Forum OpenACS Development: String manipulation in Postgres

Collapse
Posted by Malte Sussdorff on
I was wondering, what is quicker, String Manipulation in Postgres or in TCL, if you need to retrieve a value out of the database:

a) set id [db_string my_id "select ltrim(name,'csr_contact_') as id from cr_items where latest_revision = (select max(latest_revision) from cr_items where content_type = 'contact')"]

vs.

b) set string [db_string my_id_string "select name from cr_items where lastest_revision = (select max(latest_revision) from cr_items where content_type = 'contact')"]
set id [string trimleft $string "csr_contact_"]

Collapse
Posted by Richard Hamilton on
Malte, whilst I cannot answer your question with factual numerical proof, I would have thought that the philosophically better way is to ask the database to return what you want. Perhaps better to keep the application 'in the database' and keep tcl as much as possible as a substrate for display.

Also from a readability point of view the sql is very clear.

Regards
Richard

Collapse
Posted by Don Baccus on
All things being equal (i.e. both being equally efficient in string operations) doing it in the DB will be faster.
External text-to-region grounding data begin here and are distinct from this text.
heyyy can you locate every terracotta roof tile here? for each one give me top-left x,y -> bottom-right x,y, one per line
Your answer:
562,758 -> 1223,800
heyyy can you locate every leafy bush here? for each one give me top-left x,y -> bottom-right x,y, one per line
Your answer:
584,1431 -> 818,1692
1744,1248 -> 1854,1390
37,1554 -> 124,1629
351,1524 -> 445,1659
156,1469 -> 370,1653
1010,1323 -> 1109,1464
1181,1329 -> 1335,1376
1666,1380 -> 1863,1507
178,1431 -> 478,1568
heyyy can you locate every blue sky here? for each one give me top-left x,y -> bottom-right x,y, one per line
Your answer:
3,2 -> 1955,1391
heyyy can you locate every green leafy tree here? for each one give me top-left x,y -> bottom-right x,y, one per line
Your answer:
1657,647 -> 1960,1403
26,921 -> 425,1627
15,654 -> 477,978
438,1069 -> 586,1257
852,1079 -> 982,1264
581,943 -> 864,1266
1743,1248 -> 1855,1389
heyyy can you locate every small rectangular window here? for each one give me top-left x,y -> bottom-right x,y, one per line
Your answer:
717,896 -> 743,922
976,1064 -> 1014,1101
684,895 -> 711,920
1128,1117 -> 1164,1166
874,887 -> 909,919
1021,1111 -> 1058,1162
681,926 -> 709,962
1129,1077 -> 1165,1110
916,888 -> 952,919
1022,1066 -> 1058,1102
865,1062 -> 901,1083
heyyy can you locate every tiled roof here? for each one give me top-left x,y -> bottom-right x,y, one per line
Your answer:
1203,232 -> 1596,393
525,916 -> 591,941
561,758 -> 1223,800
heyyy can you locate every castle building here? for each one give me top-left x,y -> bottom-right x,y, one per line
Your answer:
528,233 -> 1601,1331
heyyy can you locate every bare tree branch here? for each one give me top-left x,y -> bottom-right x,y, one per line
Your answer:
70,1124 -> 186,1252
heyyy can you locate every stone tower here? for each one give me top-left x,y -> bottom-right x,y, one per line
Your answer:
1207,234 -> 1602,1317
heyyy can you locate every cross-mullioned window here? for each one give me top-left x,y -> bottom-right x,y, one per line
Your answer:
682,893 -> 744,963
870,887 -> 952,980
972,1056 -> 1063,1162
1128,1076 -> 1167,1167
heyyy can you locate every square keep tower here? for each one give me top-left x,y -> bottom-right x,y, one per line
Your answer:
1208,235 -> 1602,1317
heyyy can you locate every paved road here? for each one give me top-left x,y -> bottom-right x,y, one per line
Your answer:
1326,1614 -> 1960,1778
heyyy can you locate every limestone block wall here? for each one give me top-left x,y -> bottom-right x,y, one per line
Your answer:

Why? Because only the exact string is returned by the query. In the second form, extra characters (those following 'csr_contact_') are returned into the Tcl string. Transferring those bytes has some cost, no matter how small.

So in essence you're guaranteed more byte-shuffling's going on in the second case.

But, I have no way of knowing if the assumption is correct (the "all things being equal" assumption).

In general I do stuff in the DB, and in general when I've seen people do much Tcl manipulation in db_multirow loops they seem to be relatively inefficient.

Collapse
Posted by russ m on
Malte - as an aside, neither PG's ltrim nor TCL's [string trimleft] are meant to be used the way you are here... they remove from the left of one argument the longest substring made up entirely of characters from the other... so ltrim(name,'_acnorst') will have exacly the same output as ltrim(name,'csr_contact_')... as long as whatever comes after 'csr_contact_' doesn't have any of those letters in it it will work as expected, but it may well lead to strange errors if you start using something like csr_contact_supervisor (which would just return 'upervisor')...
Collapse
Posted by Malte Sussdorff on
Russel, good point. I did not think about that as there comes an ID behind the strings, so I would not run into any problems.

But how is a case like that normally handled (take the csr_contacts_supervisor as an example)? Regsub? But how would I make sure that it does not take out "csr_contacts_" everywhere it finds it?

Collapse
Posted by russ m on
in TCL you can anchor the match pattern to the start of the string (also, regsub only operates on the first match unless you pass the -all flag)
regsub {^csr_contact_} $string {} id

in SQL it's not quite so clean... if you know there'll only be one instance of "csr_contact_" in the string you can use

replace(name,'csr_contact_','')
but in the general case it looks like you'd need to do something like
select CASE WHEN name like 'csr_contact_%' THEN substring(name from 13) ELSE name END
ugghhh...